In codominance, both alleles are fully expressed at the same time rather than blending. Human blood type is the most familiar example. The ABO blood group system has three alleles: A, B, and O. A and B are codominant with each other, meaning someone who inherits one A allele and one B allele will have type AB blood, with both A and B markers present on their red blood cells in equal numbers. Meanwhile, both A and B are dominant over O, so a person with one A allele and one O allele simply has type A blood.
Some Genes Have Many Alleles
While any single person can carry at most two alleles for a given gene (one per chromosome), the broader population can harbor dozens or even hundreds of alleles for the same gene. The ABO blood group is a straightforward example with three main alleles, but genes involved in immune function can have hundreds of variants circulating in the human population. This diversity is one reason organ transplant matching is so difficult: the immune-related genes that need to match between donor and recipient exist in a vast number of allele combinations.
Alleles and Your Health
Many genetic conditions trace back to specific allele combinations. If both copies of a gene carry a mutation that disrupts normal protein function, the result can be a genetic disease. Sickle cell anemia is one of the most studied examples. A single-base change in the gene for hemoglobin, the protein that carries oxygen in red blood cells, creates the sickle cell allele. People who inherit two copies of this allele (homozygous) develop sickle cell disease, where red blood cells deform into a crescent shape and cause serious health problems.
But people who carry just one sickle cell allele alongside one normal allele (heterozygous) generally don’t have symptoms of anemia. They do, however, gain a significant survival advantage in regions where malaria is common. Research published in Nature confirms that heterozygous carriers have lower densities of the malaria parasite in their blood compared to people with two normal alleles. This is the textbook example of heterozygote advantage: the allele is harmful in double dose but beneficial in single dose, which is why it persists at high frequencies in populations historically exposed to malaria.
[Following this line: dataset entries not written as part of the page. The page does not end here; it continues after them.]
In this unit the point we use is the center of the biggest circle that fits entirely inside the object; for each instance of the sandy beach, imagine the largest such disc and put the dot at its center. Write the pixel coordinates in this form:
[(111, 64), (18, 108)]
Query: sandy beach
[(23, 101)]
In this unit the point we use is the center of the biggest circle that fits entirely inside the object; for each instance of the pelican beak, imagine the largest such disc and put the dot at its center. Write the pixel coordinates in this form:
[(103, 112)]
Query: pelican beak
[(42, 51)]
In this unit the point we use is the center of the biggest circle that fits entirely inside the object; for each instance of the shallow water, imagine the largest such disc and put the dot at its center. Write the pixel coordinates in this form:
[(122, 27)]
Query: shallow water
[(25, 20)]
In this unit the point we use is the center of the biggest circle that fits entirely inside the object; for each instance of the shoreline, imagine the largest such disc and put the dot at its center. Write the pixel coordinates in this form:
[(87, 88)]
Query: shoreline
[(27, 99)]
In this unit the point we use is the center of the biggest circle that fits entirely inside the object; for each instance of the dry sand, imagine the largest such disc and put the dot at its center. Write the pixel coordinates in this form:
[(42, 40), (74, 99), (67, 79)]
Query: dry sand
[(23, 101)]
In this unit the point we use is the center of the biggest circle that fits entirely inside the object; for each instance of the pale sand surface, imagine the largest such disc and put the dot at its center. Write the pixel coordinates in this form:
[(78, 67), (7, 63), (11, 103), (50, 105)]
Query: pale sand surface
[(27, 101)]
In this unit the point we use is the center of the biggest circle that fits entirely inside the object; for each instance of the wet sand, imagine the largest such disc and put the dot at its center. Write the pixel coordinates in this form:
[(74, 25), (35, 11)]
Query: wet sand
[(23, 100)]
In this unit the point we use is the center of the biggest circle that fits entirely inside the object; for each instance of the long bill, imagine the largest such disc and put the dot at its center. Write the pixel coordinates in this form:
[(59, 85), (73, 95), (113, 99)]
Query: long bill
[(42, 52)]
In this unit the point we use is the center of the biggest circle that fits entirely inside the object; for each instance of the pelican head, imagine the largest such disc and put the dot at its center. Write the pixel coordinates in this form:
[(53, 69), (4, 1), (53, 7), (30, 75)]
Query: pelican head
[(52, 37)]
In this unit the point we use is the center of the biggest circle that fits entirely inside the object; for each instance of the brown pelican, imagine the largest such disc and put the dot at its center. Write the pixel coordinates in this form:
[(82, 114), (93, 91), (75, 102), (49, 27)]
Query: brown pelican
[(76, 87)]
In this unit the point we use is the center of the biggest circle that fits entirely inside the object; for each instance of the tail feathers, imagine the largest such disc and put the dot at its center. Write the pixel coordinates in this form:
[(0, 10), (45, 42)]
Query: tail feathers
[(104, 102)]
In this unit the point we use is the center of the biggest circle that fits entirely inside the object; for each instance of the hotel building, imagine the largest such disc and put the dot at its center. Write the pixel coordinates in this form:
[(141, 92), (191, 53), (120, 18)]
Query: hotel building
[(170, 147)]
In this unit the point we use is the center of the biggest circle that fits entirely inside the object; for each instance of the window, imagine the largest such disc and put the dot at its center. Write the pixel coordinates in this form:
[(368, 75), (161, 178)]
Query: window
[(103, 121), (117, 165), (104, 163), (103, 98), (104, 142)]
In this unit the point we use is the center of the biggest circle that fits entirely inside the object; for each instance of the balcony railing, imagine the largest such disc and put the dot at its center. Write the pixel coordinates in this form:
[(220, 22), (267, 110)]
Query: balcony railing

Malaria has been called the strongest evolutionary selective force in recent human history, and the sickle cell allele is direct evidence of how disease pressure shapes which alleles survive in a population.
Alleles in Evolution
Zooming out from individuals to whole populations, allele frequency is the measure scientists use to track evolution in action. Evolution, at its most precise definition, is a change in the genetic composition of a population over time. When the frequency of a particular allele rises or falls across generations, evolution is happening.
Three main forces drive these shifts. Natural selection favors alleles that improve survival or reproduction in a given environment, like the sickle cell allele in malaria zones. Genetic drift causes random fluctuations in allele frequency, especially in small populations where chance plays a bigger role. And gene flow introduces new alleles when individuals migrate between populations. The interplay of these forces across thousands of generations is what produces the genetic diversity we see in every species today.